Factors
Learning objectives
Factors are used to store categorical variables, i.e. variables that take a limited number of different values. Categorical variables enter statistical models differently than continuous variables, which is why R developers have created a specific type of data to ensure that the modeling functions will handle this data correctly. Another reason why factors were created is that they store data in levels to reduce data redundancy and save a lot of space in the memory.
Here you will learn how to create and manipulate factors.
Factors
Factors are stored as a vector of strings - the levels.
Convert a vector
To create a factor, we use the function factor()
. The only required argument to factor is a vector of values which will be returned as a vector of factor values. Both numeric and character variables can be made into factors, but a factor’s levels will always be character values. You can see the possible levels for a factor through the levels()
command.
# Transform character vector into a factor
gender = c("male","female","female","male","female","female")
gender.fac = factor(gender)
gender.fac
## [1] male female female male female female
## Levels: female male
You can examine the structure of a factor function by using str(gender.fac)

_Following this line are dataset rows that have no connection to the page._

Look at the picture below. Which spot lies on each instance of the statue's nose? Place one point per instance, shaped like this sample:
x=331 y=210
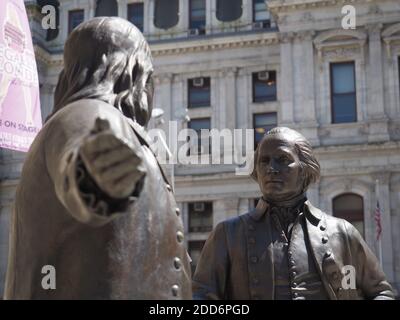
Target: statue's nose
x=273 y=166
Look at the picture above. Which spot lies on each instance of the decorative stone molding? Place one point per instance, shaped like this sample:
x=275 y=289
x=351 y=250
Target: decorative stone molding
x=391 y=38
x=213 y=44
x=340 y=44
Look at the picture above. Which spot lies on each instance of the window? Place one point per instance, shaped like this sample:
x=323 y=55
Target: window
x=199 y=92
x=136 y=15
x=195 y=248
x=260 y=12
x=263 y=122
x=166 y=13
x=203 y=145
x=197 y=15
x=75 y=17
x=264 y=86
x=200 y=216
x=106 y=8
x=343 y=92
x=51 y=34
x=229 y=10
x=350 y=206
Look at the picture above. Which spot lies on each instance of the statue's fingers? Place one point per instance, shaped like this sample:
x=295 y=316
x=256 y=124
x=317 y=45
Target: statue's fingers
x=114 y=156
x=116 y=172
x=100 y=143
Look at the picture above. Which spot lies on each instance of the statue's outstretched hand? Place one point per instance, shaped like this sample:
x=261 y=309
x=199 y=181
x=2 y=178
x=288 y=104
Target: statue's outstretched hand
x=114 y=163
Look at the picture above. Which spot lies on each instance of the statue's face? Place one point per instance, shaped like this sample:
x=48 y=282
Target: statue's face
x=278 y=168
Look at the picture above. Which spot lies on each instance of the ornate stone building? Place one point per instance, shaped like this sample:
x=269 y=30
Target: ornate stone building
x=235 y=64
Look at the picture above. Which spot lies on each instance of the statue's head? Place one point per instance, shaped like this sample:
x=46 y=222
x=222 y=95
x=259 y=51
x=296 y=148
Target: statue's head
x=108 y=59
x=284 y=164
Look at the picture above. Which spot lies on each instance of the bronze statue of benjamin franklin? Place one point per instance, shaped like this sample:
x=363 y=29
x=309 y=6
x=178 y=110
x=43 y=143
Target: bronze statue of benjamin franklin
x=93 y=201
x=286 y=249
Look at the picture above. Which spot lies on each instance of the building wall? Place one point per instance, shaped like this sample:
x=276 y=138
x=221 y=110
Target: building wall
x=303 y=40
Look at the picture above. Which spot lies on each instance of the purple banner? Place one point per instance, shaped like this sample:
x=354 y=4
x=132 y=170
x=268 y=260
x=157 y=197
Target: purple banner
x=20 y=117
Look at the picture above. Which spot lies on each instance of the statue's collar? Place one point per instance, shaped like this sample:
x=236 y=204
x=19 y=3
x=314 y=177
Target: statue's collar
x=263 y=206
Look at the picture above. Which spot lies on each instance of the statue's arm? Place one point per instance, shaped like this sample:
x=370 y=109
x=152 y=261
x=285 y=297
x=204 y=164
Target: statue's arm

# examine the structure of the factor gender.fac
str(gender.fac)
## Factor w/ 2 levels "female","male": 2 1 1 2 1 1
You can see that gender.fac is a factor with 2 levels. The function factor
converted the character vector into a vector of integer values. “Female” is the first level encoded as 1 whereas the “Male” is the second level, encoded as 2.
We can see that creating a factor is an efficient way to store a vector of character values, because each unique character value is stored only once, and the data itself is stored as a vector of integers.
Changing the order of the levels
The levels of a factor are used when displaying the factor. By default, when factoring a vector of string, the levels are generated using alphabetic order. In the previous example, this is why “female” were assigned to 1, and “male” were assigned to 2.
You can change these levels when you create a factor by passing a vector with the new values through the levels= argument
.
To convert the vector gender into a factor where male is coded 1, and female is coded 2, we use the following command:
gender
## [1] "male" "female" "female" "male" "female" "female"
gender.fac2 = factor(gender, levels=c("male", "female"))
gender.fac2
## [1] male female female male female female
## Levels: male female
str(gender.fac2)
## Factor w/ 2 levels "male","female": 1 2 2 1 2 2
The manipulation of factor levels becomes very interesting when you want to control the order of appearance of the different levels.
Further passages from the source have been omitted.